ISIS is a creation of the US invasion of Iraq. One cannot understand ISIS without understanding the sectarian division created by the US invasion. Prior to the invasion, Sunnis and Shiites were largely integrated. They intermarried and many did not even know if others were Sunni or Shiite. With the US invasion came General Order Number One which largely made Sunnis government officials and military personnel unemployed. Imagine if Russia invaded the US and decided that the Republicans had been the problem and they could no longer follow their career choices. 

With this and the Shiite majority taking control of both the government and the military, Sunni officials, military officers, average military personnel, formed ISIS. This problem cannot be fixed if we do not first understand why the US went into Iraq, in whose interest did the US invade Iraq, and what is the plan of the US in the larger Middle East. This takes an understanding of history - a good place to start is the Grand Area Strategy articulated at the end of World War I. 

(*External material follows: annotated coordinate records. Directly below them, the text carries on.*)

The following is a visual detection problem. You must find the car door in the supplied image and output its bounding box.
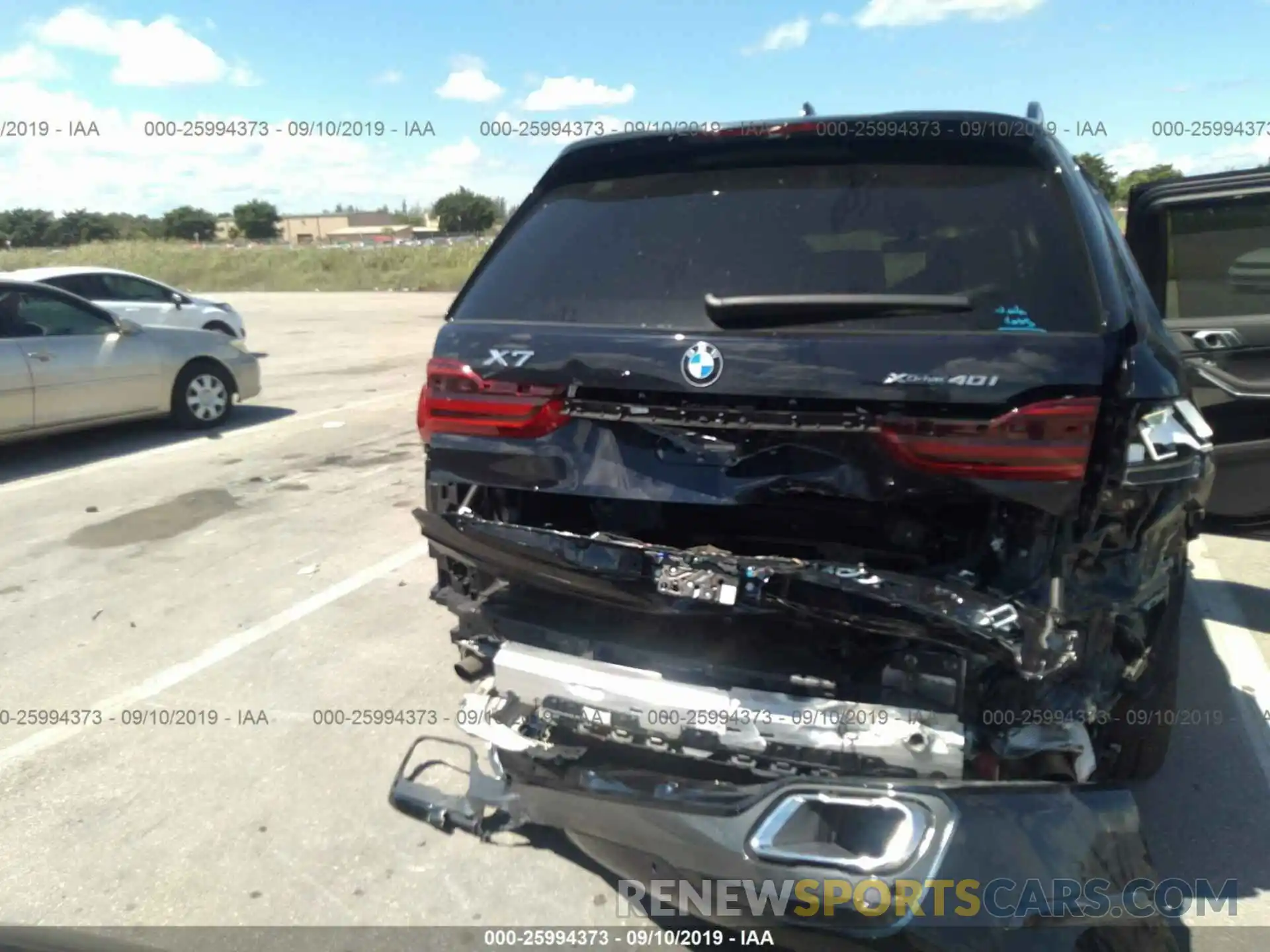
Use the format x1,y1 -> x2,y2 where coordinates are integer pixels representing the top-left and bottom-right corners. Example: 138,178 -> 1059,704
14,288 -> 164,428
1126,170 -> 1270,518
89,272 -> 181,324
0,291 -> 36,434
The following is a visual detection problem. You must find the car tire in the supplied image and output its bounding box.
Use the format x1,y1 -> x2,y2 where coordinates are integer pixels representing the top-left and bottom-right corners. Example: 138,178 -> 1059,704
1106,563 -> 1186,783
171,360 -> 233,430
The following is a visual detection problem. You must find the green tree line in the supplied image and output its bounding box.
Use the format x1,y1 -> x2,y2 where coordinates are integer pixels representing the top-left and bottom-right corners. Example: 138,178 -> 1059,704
1076,152 -> 1270,202
0,188 -> 515,247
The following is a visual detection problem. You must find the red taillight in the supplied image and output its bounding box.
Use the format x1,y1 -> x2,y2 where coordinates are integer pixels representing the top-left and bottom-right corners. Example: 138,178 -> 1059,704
881,397 -> 1099,483
417,357 -> 569,442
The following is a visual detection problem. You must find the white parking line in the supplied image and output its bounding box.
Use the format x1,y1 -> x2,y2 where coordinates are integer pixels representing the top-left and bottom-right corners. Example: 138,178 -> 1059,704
1190,539 -> 1270,785
0,542 -> 428,770
0,387 -> 418,495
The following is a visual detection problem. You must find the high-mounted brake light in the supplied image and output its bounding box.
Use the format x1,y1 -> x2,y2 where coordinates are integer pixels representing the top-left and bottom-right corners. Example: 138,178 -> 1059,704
417,357 -> 569,442
701,122 -> 826,138
880,397 -> 1100,483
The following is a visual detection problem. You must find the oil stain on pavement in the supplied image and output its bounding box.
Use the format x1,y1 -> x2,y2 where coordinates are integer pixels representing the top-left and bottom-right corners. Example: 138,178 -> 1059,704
66,489 -> 237,548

So, can the US be of help. It depends on who we mean by the "US." With the current domestic distribution of power, I would hesitate to believe "we" will help. Perhaps the United Nations could be a deterrent to US power. The UN at least represent domestic power in all member states. But, I do not think there is a military solution to this conflict. These forces are not going away. Those that care must find a way to deal with WHY these folks are joining Isis and find a way to meet their real needs.